My mom keeps warning me that if I don't write things down, I'll forget. She's right, of course, so amusing to people who aren't Nathan's parents or not, here it is.
We don't normally allow Nathan to stay up late enough to watch the beginning of Dancing With the Stars, but I'm not really going to defend myself on that or anything else below. If you have the time to judge, then I won't begrudge you something to do. In fact, my life would probably keep you very busy, so read on.
But late it was and he was awake and Dancing With the Stars came on. Before I shuffled him off to bed, we watched one routine, where the scantily-clad pro led whatever star she was escorting around the dance floor. Nathan stared in wide-eyed wonder and pronounced, "Mommy! I want to dream about HER tonight!"
He's three. Lord help me, I don't even know what to say to that.
The kids don't listen to a lot of kid music. I just can't take most of it. I mean, we'll sing "Twinkle Twinkle" once every month or so. They Might Be Giants has a great album called "Here Comes Science" that we like, and sometimes I remember to TRY to be age appropriate, but in general, he just listens to whatever we listen to. His current favorite songs, in order, are below:
1. She is Beautiful
2. TNT (by AC/DC)
3. Jake and the Neverland Pirates theme song (SCORE! A real kid's song!)
4. Rumour Has It
5. Anything by Louis Armstrong (Another score, because Louis is always appropriate)
Anyway. He was requesting "She is Beautiful" the other day, so we listened to it.
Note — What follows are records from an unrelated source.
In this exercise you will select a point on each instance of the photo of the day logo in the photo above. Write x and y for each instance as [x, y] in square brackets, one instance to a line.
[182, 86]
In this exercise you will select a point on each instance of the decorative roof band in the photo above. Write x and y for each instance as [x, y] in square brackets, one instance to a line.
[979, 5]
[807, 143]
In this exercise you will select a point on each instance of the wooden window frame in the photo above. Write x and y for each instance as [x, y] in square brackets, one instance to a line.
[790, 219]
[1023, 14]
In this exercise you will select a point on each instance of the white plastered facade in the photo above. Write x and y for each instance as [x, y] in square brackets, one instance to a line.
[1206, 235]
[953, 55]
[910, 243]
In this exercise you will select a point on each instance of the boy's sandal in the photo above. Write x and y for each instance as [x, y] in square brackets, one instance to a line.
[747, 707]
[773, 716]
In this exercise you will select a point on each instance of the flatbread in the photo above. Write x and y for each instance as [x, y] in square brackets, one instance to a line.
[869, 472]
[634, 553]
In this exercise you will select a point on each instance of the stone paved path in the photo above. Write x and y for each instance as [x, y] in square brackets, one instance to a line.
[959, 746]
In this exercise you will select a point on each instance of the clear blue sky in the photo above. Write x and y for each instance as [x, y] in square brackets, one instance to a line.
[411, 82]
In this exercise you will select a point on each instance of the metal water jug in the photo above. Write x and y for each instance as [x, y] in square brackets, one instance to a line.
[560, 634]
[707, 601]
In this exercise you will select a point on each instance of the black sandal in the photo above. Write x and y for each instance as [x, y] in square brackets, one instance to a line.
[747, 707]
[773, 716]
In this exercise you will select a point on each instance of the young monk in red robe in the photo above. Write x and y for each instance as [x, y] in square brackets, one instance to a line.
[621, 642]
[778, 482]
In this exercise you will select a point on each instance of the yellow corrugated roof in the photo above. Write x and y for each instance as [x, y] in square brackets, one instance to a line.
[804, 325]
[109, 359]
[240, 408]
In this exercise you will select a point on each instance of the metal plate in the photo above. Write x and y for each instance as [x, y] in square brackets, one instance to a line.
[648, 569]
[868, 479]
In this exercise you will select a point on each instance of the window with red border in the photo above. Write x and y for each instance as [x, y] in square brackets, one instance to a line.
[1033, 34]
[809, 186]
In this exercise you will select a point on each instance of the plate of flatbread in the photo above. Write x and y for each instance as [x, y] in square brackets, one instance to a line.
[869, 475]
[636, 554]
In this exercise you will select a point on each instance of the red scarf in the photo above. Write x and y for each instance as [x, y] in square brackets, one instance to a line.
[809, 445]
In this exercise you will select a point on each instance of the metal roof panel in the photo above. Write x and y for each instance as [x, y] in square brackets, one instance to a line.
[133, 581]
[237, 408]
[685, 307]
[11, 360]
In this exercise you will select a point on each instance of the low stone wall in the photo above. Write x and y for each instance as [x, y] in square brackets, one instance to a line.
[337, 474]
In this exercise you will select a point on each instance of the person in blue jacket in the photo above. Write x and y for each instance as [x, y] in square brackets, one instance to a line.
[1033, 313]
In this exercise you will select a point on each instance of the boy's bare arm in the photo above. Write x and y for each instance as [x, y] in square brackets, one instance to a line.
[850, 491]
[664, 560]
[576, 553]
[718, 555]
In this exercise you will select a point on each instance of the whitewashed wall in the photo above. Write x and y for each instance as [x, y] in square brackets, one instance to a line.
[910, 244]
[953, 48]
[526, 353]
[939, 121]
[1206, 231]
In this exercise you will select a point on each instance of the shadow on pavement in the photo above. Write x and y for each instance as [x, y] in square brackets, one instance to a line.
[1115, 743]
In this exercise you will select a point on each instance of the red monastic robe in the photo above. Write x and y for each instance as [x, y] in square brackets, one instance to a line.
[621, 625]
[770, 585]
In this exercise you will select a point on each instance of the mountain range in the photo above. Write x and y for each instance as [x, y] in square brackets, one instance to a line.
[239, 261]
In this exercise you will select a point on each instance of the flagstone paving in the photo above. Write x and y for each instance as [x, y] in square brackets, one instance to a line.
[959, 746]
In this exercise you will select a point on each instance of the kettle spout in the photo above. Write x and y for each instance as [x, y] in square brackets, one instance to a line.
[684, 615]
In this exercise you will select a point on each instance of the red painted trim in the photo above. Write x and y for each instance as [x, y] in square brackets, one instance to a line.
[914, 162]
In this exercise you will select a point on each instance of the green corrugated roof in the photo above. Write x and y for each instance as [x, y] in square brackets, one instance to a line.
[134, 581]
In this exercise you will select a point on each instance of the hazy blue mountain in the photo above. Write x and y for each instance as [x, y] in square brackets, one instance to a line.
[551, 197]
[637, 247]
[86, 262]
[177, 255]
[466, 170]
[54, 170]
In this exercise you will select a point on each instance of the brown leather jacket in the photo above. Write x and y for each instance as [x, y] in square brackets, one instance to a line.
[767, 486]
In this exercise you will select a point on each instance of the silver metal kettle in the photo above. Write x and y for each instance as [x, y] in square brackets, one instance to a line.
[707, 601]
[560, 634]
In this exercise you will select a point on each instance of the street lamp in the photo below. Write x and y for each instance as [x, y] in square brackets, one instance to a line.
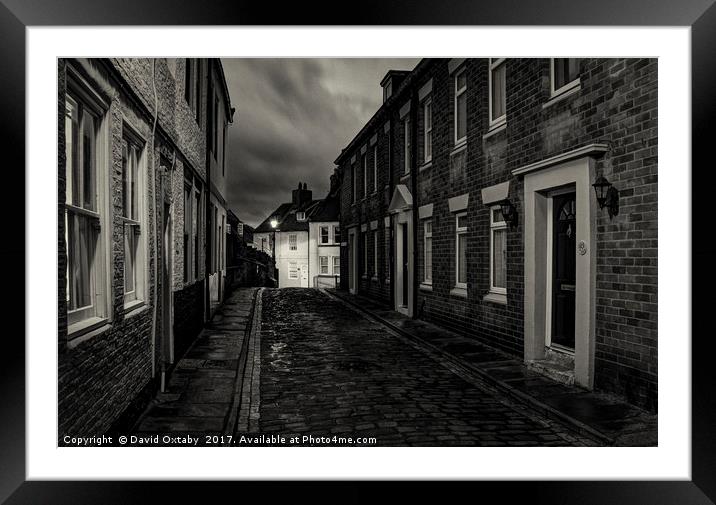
[274, 225]
[607, 195]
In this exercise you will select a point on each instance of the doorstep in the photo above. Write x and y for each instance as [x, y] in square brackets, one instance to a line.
[544, 386]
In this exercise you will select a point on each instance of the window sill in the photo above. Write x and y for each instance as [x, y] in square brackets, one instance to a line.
[495, 129]
[85, 330]
[561, 95]
[426, 165]
[459, 292]
[498, 298]
[458, 148]
[134, 307]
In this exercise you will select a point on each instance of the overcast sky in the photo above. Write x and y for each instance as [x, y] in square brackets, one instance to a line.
[293, 117]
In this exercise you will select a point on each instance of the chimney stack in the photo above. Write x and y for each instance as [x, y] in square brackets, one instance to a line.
[302, 195]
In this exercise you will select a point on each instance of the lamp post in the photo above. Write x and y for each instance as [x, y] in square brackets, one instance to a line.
[607, 196]
[274, 225]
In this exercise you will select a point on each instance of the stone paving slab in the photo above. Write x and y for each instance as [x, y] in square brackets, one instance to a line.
[605, 416]
[327, 370]
[199, 395]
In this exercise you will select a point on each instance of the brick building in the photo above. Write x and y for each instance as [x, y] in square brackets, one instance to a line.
[132, 233]
[304, 236]
[468, 200]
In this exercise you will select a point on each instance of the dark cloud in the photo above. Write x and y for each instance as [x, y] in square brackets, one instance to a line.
[293, 117]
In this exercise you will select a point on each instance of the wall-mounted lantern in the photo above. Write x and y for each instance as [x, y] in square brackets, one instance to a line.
[509, 213]
[607, 195]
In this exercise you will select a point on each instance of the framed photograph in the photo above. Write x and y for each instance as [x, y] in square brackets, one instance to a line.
[426, 246]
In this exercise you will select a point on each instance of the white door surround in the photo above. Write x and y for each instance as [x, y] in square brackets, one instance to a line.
[401, 305]
[352, 261]
[401, 205]
[540, 183]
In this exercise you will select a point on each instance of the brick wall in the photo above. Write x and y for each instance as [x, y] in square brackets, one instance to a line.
[106, 377]
[616, 105]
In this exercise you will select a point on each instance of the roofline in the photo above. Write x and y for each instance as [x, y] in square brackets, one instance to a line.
[390, 73]
[421, 65]
[224, 86]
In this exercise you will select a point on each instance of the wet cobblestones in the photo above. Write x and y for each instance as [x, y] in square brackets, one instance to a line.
[326, 370]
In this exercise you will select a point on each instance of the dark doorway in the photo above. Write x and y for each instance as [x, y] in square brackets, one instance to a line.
[404, 245]
[564, 270]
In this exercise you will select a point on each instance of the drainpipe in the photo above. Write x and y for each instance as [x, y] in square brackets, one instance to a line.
[415, 114]
[391, 231]
[156, 234]
[209, 233]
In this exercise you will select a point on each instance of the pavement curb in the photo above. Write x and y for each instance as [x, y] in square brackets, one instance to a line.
[231, 423]
[247, 395]
[574, 424]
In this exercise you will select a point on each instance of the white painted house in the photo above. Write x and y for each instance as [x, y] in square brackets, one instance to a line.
[304, 237]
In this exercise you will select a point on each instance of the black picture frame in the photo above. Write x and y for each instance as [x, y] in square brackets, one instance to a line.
[700, 15]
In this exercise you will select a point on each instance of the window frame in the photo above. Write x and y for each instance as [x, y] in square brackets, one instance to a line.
[427, 130]
[494, 64]
[375, 254]
[406, 144]
[320, 265]
[293, 273]
[320, 235]
[427, 223]
[364, 241]
[458, 92]
[134, 224]
[575, 83]
[495, 226]
[364, 164]
[336, 271]
[460, 231]
[354, 189]
[375, 168]
[336, 234]
[85, 318]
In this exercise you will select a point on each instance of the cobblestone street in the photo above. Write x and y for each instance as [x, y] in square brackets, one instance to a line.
[326, 370]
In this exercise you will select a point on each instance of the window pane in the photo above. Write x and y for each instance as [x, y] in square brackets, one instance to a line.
[195, 231]
[461, 111]
[498, 92]
[565, 71]
[133, 169]
[71, 155]
[125, 179]
[462, 258]
[82, 240]
[88, 161]
[130, 243]
[375, 168]
[499, 258]
[461, 80]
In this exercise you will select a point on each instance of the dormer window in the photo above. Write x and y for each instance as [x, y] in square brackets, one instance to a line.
[387, 90]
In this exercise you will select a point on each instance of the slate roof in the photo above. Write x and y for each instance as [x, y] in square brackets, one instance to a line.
[325, 210]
The music video is kinda weird for a three year old, so we only ever listen, instead of watch it. Plus Andrew W. K. sticks the mic in the waistband of his jeans to make a smoothie in the middle of the video and, let's face it, Nate doesn't need any encouragement to hide things in his pants. It's already an issue in our house. Regardless, it's a good song. It's sort of how I imagine Nate will sing a love song when he's older. Super intense and full of yelling. He may never get a girlfriend, but he'll have fun trying. As the song ended, Nate informed me that when he grows up, he wants to be "Andrew double-K" (Andrew W.K.).
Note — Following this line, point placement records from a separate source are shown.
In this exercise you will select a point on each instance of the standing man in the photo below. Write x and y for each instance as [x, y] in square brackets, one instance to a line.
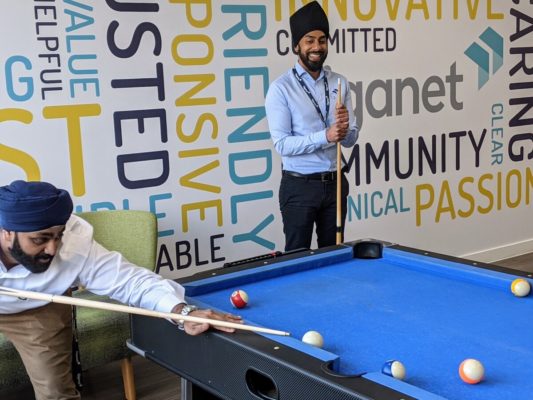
[306, 123]
[44, 248]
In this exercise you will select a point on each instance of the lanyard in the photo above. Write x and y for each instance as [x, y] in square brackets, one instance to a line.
[310, 95]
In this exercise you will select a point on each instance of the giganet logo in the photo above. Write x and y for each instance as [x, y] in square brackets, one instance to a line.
[481, 56]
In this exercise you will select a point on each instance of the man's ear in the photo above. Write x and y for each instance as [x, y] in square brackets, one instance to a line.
[6, 236]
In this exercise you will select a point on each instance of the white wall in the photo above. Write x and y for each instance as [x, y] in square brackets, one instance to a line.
[194, 77]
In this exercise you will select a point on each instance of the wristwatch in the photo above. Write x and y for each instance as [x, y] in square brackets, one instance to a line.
[186, 310]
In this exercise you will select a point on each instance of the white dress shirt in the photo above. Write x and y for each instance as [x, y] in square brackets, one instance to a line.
[82, 261]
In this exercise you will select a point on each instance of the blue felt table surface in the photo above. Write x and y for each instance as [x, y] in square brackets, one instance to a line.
[428, 313]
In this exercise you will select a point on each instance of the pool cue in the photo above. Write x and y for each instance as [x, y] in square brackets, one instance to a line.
[339, 174]
[25, 294]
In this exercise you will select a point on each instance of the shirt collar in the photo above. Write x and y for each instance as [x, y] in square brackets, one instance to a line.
[301, 72]
[18, 271]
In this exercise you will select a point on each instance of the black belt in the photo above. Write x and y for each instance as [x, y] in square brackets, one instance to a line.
[319, 176]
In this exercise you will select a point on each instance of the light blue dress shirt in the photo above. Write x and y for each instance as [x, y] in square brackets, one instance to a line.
[298, 132]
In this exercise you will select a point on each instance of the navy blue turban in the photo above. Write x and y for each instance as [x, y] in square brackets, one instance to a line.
[310, 17]
[33, 206]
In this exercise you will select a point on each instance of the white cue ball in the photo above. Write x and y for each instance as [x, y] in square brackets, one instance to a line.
[520, 287]
[313, 338]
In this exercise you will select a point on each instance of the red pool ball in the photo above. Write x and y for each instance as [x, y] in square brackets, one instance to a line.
[239, 299]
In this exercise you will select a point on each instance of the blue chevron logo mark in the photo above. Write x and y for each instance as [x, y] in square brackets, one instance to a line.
[494, 41]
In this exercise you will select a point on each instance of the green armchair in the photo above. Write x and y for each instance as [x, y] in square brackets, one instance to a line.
[102, 334]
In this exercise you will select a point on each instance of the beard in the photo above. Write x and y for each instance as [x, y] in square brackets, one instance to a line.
[313, 65]
[35, 264]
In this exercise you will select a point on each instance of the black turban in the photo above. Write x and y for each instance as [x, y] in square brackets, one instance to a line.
[33, 206]
[310, 17]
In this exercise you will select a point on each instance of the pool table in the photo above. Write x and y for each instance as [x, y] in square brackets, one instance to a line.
[372, 302]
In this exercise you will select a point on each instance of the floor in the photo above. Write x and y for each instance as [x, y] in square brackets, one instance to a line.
[156, 383]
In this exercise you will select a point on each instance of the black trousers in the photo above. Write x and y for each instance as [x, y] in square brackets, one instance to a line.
[305, 202]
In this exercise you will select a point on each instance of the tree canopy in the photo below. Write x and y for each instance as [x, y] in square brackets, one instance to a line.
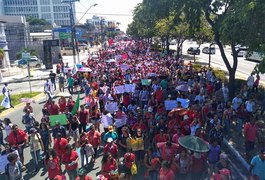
[36, 21]
[223, 22]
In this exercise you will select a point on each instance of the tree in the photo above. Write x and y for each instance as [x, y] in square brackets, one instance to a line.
[2, 54]
[143, 23]
[232, 23]
[36, 21]
[32, 52]
[38, 25]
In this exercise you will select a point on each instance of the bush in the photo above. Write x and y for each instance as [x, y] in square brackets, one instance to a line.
[32, 52]
[220, 74]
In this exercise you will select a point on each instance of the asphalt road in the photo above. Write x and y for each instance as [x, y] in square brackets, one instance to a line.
[16, 117]
[244, 68]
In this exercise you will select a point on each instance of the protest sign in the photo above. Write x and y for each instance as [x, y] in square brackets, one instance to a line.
[136, 144]
[120, 122]
[111, 107]
[119, 89]
[146, 82]
[170, 104]
[129, 88]
[184, 102]
[4, 161]
[60, 118]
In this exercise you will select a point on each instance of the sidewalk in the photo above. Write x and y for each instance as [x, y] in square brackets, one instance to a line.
[16, 75]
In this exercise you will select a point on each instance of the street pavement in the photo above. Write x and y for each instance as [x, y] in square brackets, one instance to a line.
[244, 68]
[16, 118]
[19, 83]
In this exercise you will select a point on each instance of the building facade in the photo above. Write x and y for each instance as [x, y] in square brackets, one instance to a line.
[54, 11]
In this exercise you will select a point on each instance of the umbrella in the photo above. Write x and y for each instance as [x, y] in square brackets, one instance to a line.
[193, 143]
[94, 56]
[177, 111]
[27, 100]
[85, 69]
[182, 87]
[111, 60]
[63, 94]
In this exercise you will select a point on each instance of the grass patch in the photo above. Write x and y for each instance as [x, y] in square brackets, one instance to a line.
[15, 98]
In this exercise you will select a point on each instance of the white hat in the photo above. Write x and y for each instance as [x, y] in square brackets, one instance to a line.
[109, 140]
[150, 109]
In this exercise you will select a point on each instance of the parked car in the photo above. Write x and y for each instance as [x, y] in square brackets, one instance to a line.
[207, 50]
[33, 62]
[194, 51]
[241, 53]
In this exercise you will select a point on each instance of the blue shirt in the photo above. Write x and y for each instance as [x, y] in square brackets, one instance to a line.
[259, 167]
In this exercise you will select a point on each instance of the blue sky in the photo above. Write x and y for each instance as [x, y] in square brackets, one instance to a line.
[118, 10]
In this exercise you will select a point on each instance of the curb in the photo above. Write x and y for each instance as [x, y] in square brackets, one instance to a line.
[236, 154]
[26, 80]
[37, 97]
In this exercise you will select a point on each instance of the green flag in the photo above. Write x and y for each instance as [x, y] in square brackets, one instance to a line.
[76, 106]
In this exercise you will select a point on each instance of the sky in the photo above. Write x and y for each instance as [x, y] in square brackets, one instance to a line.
[117, 10]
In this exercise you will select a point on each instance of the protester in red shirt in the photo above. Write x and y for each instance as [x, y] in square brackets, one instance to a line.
[54, 108]
[17, 140]
[161, 137]
[221, 174]
[70, 159]
[140, 124]
[173, 125]
[94, 138]
[129, 159]
[185, 125]
[70, 103]
[126, 99]
[62, 104]
[250, 131]
[198, 165]
[109, 166]
[83, 116]
[168, 150]
[166, 172]
[52, 164]
[159, 95]
[60, 145]
[111, 148]
[82, 175]
[176, 136]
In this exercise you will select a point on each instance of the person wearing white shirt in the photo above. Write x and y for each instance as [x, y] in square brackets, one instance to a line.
[250, 81]
[250, 105]
[106, 120]
[236, 102]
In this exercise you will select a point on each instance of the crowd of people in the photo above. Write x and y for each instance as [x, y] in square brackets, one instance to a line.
[140, 133]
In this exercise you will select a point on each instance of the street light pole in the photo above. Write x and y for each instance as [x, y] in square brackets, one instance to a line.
[73, 32]
[210, 52]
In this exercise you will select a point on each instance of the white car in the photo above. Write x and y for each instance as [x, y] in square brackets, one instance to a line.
[207, 50]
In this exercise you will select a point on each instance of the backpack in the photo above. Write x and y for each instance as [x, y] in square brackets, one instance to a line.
[18, 163]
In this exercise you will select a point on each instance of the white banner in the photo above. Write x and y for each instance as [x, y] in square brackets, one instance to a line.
[4, 161]
[129, 88]
[184, 102]
[170, 104]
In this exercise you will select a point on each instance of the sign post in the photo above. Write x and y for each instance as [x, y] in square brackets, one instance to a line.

Ooops. We're forming role models. Time to listen to Bach. The early eighteenth century was pretty appropriate.
Coffee is an acquired taste, true. But the time it takes to acquire a taste is variable. Nathan's average is once. One sip. When he was little, he chewed on the rim of beer bottles and, therefore, Jon let him have a tiny sip (judge away, ye judgers), with the idea that, since beer is bitter, he'd stop wanting to chew on the rim if it tasted bad. Instead, he licked his lips and lunged for more. Fail. Same with coffee, which, despite his desire, he has been banned from drinking.
He ran into the room the other day from the kitchen, with a full mouth. I asked him what he was drinking and he smiled (awkwardly, because his mouth was full) with an evil twinkle in his eye. Daddy's iced coffee is what he'd been drinking. When asked why (NOTE: the only real "why" question to ask is why on earth parents of preschoolers think asking them "why" is going to come to a logical end), he answered that it was because he wanted hair on his chest and belly, like daddy... and mommy. Say WHAT?!
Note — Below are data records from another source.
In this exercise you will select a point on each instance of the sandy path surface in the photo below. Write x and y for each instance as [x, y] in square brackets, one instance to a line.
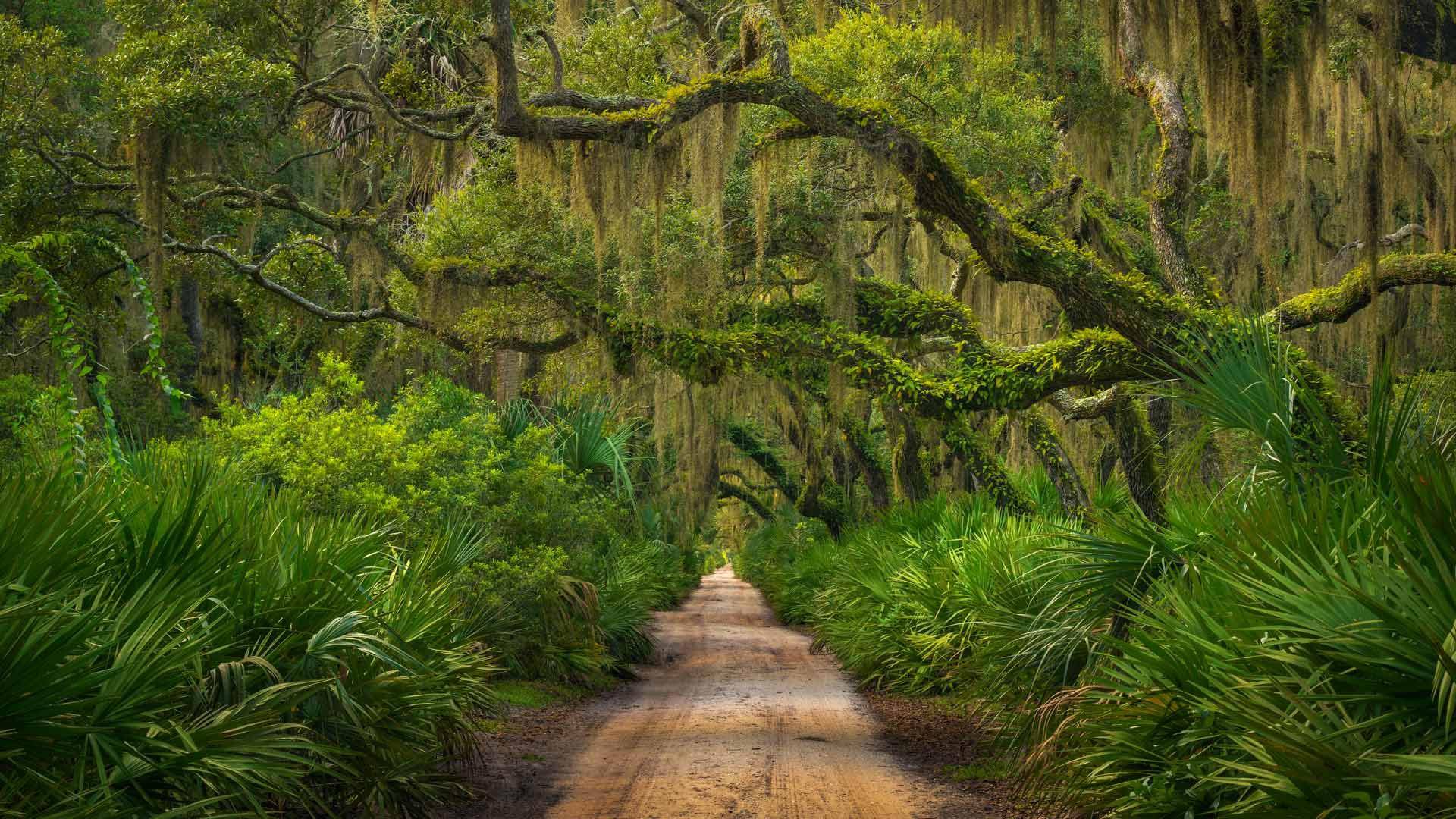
[737, 722]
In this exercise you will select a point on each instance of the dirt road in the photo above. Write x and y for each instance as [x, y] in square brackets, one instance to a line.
[737, 722]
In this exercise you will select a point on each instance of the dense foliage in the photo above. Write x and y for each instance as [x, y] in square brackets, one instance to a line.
[517, 305]
[1282, 651]
[305, 607]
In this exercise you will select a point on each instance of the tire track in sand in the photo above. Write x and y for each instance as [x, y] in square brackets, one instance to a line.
[737, 722]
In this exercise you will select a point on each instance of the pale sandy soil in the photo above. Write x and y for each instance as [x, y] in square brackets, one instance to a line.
[739, 720]
[736, 720]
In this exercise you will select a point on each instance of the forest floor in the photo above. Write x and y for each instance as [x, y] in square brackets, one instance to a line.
[739, 719]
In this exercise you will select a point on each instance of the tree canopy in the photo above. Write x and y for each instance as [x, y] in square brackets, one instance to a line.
[848, 245]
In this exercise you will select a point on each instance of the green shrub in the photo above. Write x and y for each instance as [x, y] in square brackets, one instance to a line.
[181, 642]
[566, 579]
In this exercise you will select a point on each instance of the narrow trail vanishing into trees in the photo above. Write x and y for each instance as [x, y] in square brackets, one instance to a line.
[739, 720]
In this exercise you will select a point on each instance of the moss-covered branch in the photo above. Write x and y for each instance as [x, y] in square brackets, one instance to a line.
[1351, 295]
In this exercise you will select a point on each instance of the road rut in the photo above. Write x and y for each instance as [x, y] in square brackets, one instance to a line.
[739, 720]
I set him straight. OH. I set him straight.
Some children have trouble paying attention for an entire two minutes. That's why things like this happen:
Driving home from Bible study, I asked Nathan what he learned in his class.
"Oh... you mean Jesus died on the cross? Yeah, He did. Then what happened?"
"Oh, then we had a CRAFT!"
"Uh, yeah, but then what happened in the story? After Jesus died?"
He didn't know. He didn't pay attention that far in. There were goldfish crackers to eat. So I enlightened him and emphasized to Nietzsche Jr. that God isn't dead, he rose again and is alive and that's why we can pray to Him, etc.
The next week, when he got into the car, I asked what he'd learned and it started much the same, "Jesus died."
"Then what happened?"
"His friends couldn't find Him and some mans pushed the big rock away."
Oh! This is pretty accurate! I got excited, "Yes! His friends couldn't find Him and the angels pushed the rock away from the tomb. Why couldn't they find Him?"
"Because His stomach was missing. Somebody took His stomach and nobody could find it."
Try as I might, Nathan still never caught the end of the story, so I re-enlightened him.
Boy, is he going to be surprised at Easter.